Comment déceler la triche des étudiants avec ChaGPT dans l'enseignement supérieur? "Il y a des techniques"

Valérie Glatigny, ministre de l’Enseignement supérieur et de l’Aide à la jeunesse était l’invitée du Bel RTL Matin. Elle a répondu à Frédéric Delfosse sur la question brûlante de ChatGPT.

ChatGPT est une avancée technologique qui inquiète. Capable, grâce à l'intelligence artificielle, de générer des contenus de grande qualité (et d'exactitude), la question se pose aujourd'hui sur les rendus d'étudiants pour leurs devoirs et à leurs examens. Invitée au micro de Bel RTL matin, Valérie Glatigny, la ministre de l’Enseignement supérieur et de l’Aide à la jeunesse a répondu aux questions de Frédéric Delfosse sur la question de la triche aux évaluations. "Il y a des techniques pour déceler la triche comme par exemple poser à la question à ChatGPT et vérifier la réponse d'un étudiant", a annoncé Valérie Glatigny. "Ce que l'on vérifie dans tous les cas dans l'enseignement supérieur, c'est l'acquisition d'une forme d'esprit critique et ça ce n'est pas quelque chose que ChatGPT peut masquer", selon la Ministre qui avance que l'intelligence artificelle ne remplacera pas la "façon de réfléchir" des étudiants. 
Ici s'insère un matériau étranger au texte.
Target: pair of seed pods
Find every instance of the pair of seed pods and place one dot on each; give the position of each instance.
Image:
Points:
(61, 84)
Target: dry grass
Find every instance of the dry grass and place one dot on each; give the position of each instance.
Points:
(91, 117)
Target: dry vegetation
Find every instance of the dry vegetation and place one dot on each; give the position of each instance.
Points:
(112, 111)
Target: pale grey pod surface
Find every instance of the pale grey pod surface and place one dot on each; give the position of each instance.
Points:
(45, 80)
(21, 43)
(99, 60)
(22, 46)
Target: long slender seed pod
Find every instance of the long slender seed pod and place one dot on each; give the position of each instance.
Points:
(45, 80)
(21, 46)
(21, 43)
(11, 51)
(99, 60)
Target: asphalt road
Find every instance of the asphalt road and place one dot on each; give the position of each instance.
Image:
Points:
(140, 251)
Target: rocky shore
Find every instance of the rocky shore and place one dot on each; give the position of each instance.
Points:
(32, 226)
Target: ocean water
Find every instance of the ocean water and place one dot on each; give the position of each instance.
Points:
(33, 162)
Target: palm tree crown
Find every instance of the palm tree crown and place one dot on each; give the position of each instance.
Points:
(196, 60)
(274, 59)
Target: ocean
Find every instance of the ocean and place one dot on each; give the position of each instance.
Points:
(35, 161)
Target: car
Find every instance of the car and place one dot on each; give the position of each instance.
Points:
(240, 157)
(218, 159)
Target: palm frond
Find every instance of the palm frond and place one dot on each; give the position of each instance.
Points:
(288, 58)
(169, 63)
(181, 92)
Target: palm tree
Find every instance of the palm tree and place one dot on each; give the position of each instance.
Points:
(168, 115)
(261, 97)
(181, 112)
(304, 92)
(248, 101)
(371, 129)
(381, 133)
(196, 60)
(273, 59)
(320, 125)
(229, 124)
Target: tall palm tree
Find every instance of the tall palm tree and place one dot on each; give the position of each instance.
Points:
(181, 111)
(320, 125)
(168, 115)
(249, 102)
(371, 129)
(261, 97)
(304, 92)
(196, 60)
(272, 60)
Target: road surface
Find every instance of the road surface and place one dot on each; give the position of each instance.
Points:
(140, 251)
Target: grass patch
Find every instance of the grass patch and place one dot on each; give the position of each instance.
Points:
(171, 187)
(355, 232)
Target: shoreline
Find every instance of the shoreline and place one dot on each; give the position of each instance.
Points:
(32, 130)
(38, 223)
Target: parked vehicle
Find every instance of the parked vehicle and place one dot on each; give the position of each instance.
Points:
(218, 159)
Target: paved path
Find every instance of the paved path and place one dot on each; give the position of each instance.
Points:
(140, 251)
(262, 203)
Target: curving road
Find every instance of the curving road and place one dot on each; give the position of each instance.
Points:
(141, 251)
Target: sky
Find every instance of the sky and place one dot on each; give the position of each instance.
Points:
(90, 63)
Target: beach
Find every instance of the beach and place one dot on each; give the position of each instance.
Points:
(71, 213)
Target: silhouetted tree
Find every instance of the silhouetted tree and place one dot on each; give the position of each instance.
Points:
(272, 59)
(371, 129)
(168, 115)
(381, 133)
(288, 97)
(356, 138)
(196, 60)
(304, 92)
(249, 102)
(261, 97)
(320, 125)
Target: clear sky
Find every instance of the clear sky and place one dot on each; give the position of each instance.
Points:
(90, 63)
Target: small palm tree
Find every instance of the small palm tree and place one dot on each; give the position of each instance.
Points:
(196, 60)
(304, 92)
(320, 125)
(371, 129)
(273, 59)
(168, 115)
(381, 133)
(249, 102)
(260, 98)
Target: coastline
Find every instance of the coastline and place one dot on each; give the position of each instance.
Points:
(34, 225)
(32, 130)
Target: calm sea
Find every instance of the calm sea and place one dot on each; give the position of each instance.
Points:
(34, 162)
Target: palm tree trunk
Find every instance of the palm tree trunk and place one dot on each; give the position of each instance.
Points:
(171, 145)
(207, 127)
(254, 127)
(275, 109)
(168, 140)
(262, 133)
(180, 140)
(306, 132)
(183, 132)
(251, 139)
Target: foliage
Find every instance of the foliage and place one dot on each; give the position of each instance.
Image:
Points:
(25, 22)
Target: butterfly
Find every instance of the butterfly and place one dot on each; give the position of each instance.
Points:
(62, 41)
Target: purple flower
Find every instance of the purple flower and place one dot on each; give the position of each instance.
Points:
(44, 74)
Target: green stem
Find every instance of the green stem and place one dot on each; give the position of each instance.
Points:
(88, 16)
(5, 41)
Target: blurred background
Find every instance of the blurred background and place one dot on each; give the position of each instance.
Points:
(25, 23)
D'autres techniques pour contrer l'avancée de ChatGPT existent également. "L'oral est un moyen privilégié" ainsi qu'un moyen bien connu des universitaire; le QCM (Questionnaire à choix multiple). "Je pense que l'on peut avoir des QCM qui permettent de détécter un forme d'esprit critique, cela dépend du timing, on peut accélérer le temps de réponse." Et si l'Europe a tout de même certaines inquiétudes sur le recours à cette intelligence artificielle, notre ministre de l’Enseignement supérieur et de l’Aide à la jeunesse rassure: "Nos professeurs sont des professionnels de l'évaluation je leur fais confiance." 
 

Déjà utilisé

Les étudiants ont déjà recours à ChatGPT, notamment pour leurs révisions. Cela ne pose pas de problème pour la Ministre qui y voit surtout une "opportunité"  et un "gain de temps" dans la "collecte d'informations". "On incite les étudiants à l'utiliser à bon escient", affirme-t-elle finalement.